In individuals with chronic, complete SCI, level of injury relates to BMR; the higher the level of the injury the lower the BMR [6, 11], due to the greater degree of denervation, inactivity and subsequent muscle atrophy [11]. Similarly, decreased FFM is associated with higher, more complete injuries [40]. In contrast, the two participants in the current study with the highest energy requirements (both statistical outliers), 15.5 and 19.7 MJ respectively, had C2 and C3 AIS B tetraplegia and lost 2 and 6.8 kg respectively over the 2-week study period. Unfortunately, small participant numbers in the current study prevented statistical analysis by level and severity of injury.

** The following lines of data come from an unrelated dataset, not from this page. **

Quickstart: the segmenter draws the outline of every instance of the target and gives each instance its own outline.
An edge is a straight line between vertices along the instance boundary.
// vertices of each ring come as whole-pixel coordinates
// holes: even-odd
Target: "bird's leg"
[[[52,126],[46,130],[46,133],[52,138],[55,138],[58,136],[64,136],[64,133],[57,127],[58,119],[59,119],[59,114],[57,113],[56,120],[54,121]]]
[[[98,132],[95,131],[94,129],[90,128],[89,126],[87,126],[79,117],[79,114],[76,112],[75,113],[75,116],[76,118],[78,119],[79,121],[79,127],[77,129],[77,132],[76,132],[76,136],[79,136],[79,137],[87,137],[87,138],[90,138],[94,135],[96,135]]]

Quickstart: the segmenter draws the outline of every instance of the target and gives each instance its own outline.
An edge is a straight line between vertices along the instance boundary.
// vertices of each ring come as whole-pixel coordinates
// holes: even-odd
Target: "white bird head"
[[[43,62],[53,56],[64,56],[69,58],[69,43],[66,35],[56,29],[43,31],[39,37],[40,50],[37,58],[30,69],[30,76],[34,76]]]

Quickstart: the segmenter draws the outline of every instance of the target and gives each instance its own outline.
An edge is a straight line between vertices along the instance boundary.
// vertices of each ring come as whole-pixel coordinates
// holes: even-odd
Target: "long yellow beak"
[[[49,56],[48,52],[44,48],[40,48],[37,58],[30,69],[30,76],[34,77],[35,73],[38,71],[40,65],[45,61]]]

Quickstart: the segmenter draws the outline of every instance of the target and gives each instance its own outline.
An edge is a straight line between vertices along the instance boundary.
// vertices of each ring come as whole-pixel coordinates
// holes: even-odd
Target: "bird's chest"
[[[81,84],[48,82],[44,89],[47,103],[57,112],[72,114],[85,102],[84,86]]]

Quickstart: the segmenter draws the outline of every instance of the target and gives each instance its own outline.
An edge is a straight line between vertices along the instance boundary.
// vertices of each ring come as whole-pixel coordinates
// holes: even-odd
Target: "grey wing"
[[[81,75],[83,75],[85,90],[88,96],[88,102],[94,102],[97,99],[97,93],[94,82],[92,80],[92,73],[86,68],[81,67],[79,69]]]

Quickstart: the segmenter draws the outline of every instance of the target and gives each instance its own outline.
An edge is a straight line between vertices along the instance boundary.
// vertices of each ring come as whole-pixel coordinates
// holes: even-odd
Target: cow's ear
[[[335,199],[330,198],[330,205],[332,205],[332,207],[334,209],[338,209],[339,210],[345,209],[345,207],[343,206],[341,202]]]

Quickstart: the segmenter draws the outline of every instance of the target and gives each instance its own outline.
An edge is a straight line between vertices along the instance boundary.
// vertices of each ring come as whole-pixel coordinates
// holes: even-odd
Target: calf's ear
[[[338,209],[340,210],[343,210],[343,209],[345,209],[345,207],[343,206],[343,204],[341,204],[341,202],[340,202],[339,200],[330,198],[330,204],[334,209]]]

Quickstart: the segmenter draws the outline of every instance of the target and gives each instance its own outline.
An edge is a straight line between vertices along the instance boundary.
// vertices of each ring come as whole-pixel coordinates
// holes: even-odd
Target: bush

The small sample size and heterogeneous population in regards to level of injury, AIS classification, activity and sex are limitations of the current study and may limit the generalisability of the observations. Unfortunately, due to the high cost of DLW, studies with large sample sizes are impracticable [28] and the number of participants was comparable to other studies. However, despite the heterogeneity, an equation that can be used clinically to more accurately predict energy requirements was validated against a reference method. The heterogeneity of the study participants is representative of the SCI population and reflects the challenges in estimating energy requirements in clinical practice. The paucity of participants at any single centre will require multi-centre studies in the future to provide the larger numbers of patients required to draw definitive conclusions regarding energy metabolism in those with SCI. This would enable confounding factors such as level and severity of injury, sex, hydration status, spasticity and pressure injuries to be addressed. Future research should also focus on developing spinal cord injury-specific activity and stress factors and validating a new equation that includes anthropometry as well as FFM [20].

In conclusion, our DLW study is the first to compare predictive equations for estimating energy requirements with measured TEE in acute SCI. TEE was significantly correlated with FFM, with the Buchholz FFM-based equation [19], using a combined activity and stress factor of 1.3, being the best performing and as suggested by Andersen et al. [22]. should be considered for use in clinical practice. FFM derived from BIS or DLW can be used in this equation. BIS may be the more practical alternative owing to its simplicity of use and lower cost [32]. Identification of hypermetabolism is important in order to individualise stress factors and could be the focus of future research.